Key changes in the Government’s response are:
- The right to request flexible working will become a day one right, with the requirement for 26 weeks’ employment before making a request to be dropped.
- The current list of permissible business reasons for which an employer can refuse a flexible working request will not change.
- Employers should consult with workers as a means of exploring alternative options before turning down a flexible working request (this is consistent with current ACAS guidance on handling flexible working requests).
- Employees will be able to make two flexible working requests in any 12 month period.
- Employers should make a decision on a flexible working request within two months, reducing the “reasonable” period from three months. It will still be possible for employers and employees to agree an extension to this.
- Employees will no longer need to explain what the effect of the change will be on their employer and how this effect could be dealt with. The Government suggests that employers should seek to engage with employees to jointly understand what the impact of the request might be.
As a reminder, other employment issues which are the subject of private members' bills currently making their way through Parliament with Government support are:
1) Introducing a duty on employers to take reasonable steps to prevent sexual harassment of employees and protection from harassment by third parties (Worker Protection (Amendment of Equality Act 2010) Bill);
2) Extending protection from redundancy for parents returning to work after maternity, adoption and shared parental leave such that they will need to be offered any suitable alternative vacancies ahead of other employees (Protection from Redundancy (Pregnancy and Family Leave) Bill);
3) Carers’ leave giving carers an entitlement to one weeks unpaid leave (Carer’s Leave Bill); and
4) A right to paid leave to care for a child receiving neonatal care, in addition to any other family leave entitlements (Neonatal Care (Leave and Pay) Bill).

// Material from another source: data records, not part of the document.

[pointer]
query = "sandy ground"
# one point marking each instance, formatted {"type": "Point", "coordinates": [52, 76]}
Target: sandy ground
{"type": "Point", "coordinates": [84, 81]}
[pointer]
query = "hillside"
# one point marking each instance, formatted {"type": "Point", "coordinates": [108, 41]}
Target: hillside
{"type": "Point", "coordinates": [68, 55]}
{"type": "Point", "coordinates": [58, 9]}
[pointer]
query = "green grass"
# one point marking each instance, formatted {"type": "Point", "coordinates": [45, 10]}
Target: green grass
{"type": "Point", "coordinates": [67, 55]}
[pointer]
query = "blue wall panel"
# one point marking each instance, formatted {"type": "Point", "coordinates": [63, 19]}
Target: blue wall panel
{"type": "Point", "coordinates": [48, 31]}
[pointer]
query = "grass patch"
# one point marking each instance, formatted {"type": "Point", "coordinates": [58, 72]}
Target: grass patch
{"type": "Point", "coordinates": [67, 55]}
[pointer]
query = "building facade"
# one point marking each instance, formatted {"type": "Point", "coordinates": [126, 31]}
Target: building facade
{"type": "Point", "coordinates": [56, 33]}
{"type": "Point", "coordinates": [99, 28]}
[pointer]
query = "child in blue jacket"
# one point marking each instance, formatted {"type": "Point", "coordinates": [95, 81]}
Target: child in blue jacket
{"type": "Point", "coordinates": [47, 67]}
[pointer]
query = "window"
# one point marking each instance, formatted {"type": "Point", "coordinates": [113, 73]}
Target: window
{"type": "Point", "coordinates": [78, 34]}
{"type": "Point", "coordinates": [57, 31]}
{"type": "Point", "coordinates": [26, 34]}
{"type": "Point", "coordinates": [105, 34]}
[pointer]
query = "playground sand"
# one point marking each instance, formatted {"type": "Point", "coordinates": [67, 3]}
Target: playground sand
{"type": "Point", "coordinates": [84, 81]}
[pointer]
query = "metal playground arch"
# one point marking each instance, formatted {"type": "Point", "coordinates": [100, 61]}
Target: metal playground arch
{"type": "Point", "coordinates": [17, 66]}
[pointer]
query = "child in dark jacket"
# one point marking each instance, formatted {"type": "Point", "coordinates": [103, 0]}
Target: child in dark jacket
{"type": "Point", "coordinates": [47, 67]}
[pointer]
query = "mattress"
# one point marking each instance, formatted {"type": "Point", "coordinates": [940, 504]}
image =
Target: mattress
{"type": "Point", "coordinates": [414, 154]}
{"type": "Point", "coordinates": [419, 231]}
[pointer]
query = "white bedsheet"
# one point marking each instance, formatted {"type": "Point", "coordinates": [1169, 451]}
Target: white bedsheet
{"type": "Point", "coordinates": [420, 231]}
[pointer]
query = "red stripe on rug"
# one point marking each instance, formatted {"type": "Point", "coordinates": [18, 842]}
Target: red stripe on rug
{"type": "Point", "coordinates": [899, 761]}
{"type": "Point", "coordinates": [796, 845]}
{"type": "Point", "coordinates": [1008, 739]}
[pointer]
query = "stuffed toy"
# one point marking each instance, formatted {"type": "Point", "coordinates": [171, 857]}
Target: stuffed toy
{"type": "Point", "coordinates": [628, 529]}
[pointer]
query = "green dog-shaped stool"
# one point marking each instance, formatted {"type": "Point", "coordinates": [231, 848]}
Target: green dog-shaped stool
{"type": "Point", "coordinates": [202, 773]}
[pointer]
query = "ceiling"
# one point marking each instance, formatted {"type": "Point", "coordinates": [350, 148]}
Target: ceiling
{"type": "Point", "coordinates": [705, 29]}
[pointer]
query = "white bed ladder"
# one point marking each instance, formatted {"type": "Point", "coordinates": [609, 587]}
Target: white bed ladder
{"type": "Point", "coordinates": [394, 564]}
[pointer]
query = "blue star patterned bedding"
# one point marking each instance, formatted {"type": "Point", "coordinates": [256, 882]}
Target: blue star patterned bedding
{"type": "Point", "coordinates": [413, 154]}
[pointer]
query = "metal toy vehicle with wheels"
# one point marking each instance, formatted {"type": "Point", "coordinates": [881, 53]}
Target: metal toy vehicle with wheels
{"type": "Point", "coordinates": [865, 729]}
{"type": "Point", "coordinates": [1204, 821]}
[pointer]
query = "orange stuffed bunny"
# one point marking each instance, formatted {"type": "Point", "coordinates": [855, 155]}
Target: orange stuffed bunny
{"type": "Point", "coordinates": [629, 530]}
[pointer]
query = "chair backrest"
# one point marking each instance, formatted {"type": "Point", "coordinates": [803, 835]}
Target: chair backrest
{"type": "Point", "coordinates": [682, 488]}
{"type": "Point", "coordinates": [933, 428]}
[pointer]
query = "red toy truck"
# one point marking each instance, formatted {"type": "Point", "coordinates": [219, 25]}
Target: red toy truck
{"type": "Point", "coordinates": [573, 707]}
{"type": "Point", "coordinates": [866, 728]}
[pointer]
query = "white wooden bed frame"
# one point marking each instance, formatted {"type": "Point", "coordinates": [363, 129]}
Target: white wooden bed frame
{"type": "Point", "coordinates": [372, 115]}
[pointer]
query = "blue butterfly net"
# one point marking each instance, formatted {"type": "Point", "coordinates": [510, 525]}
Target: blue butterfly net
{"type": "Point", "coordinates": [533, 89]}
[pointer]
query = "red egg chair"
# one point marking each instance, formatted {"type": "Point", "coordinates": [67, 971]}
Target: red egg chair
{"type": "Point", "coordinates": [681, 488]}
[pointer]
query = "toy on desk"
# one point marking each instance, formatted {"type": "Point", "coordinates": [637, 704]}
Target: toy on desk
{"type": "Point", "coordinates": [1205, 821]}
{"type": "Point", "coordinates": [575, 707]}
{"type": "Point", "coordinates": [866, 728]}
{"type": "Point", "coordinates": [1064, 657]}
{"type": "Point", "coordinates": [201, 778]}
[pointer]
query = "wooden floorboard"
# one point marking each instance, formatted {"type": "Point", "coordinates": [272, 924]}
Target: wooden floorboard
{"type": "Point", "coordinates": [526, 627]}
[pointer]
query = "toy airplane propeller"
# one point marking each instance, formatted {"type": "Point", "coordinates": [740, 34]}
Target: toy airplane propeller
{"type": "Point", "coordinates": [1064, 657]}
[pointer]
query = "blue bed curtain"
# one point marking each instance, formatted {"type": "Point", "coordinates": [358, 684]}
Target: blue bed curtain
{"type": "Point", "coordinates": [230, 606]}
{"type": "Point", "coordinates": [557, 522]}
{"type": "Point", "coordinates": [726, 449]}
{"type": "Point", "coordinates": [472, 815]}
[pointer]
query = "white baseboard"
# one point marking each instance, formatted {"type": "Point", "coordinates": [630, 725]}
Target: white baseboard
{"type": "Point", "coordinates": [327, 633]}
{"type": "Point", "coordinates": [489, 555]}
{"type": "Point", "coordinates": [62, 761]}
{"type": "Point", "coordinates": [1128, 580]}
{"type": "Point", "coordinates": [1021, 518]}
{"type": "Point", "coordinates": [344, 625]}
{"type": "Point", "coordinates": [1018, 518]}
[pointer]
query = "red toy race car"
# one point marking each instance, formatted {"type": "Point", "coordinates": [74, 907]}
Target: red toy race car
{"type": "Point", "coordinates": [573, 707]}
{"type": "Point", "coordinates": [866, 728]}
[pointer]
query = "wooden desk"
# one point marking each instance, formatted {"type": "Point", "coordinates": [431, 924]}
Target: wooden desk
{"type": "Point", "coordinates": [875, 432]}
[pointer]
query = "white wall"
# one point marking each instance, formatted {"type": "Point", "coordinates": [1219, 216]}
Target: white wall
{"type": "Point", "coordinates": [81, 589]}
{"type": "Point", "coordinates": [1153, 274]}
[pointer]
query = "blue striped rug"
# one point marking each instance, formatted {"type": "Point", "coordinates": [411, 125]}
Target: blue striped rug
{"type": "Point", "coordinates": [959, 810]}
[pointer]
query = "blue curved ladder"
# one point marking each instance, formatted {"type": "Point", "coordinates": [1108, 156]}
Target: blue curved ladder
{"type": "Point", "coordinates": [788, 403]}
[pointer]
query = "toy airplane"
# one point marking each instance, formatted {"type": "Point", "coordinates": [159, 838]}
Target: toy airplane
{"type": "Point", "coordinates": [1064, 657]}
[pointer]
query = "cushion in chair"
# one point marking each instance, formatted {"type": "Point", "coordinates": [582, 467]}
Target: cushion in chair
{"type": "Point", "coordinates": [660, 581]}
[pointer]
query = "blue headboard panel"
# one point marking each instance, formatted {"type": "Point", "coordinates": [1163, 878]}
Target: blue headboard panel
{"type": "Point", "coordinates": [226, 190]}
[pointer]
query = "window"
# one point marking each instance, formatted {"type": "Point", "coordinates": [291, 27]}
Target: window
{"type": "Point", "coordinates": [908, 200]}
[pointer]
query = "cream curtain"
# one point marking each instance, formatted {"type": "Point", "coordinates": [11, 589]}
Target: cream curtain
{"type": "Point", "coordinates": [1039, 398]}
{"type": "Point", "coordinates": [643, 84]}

What does this mean for employers
The Government’s response and the draft bill make it clear that flexible working remains something that an employee has a right to request. Flexible working is not going to become the “default position” for all jobs as initially suggested in the Government’s consultation. One notable omission from the proposed changes is that they do not introduce any additional sanctions for an employer’s breach of this process, which will be welcome news to employers who do wish to turn down flexible working requests and may inadvertently breach the process in doing so.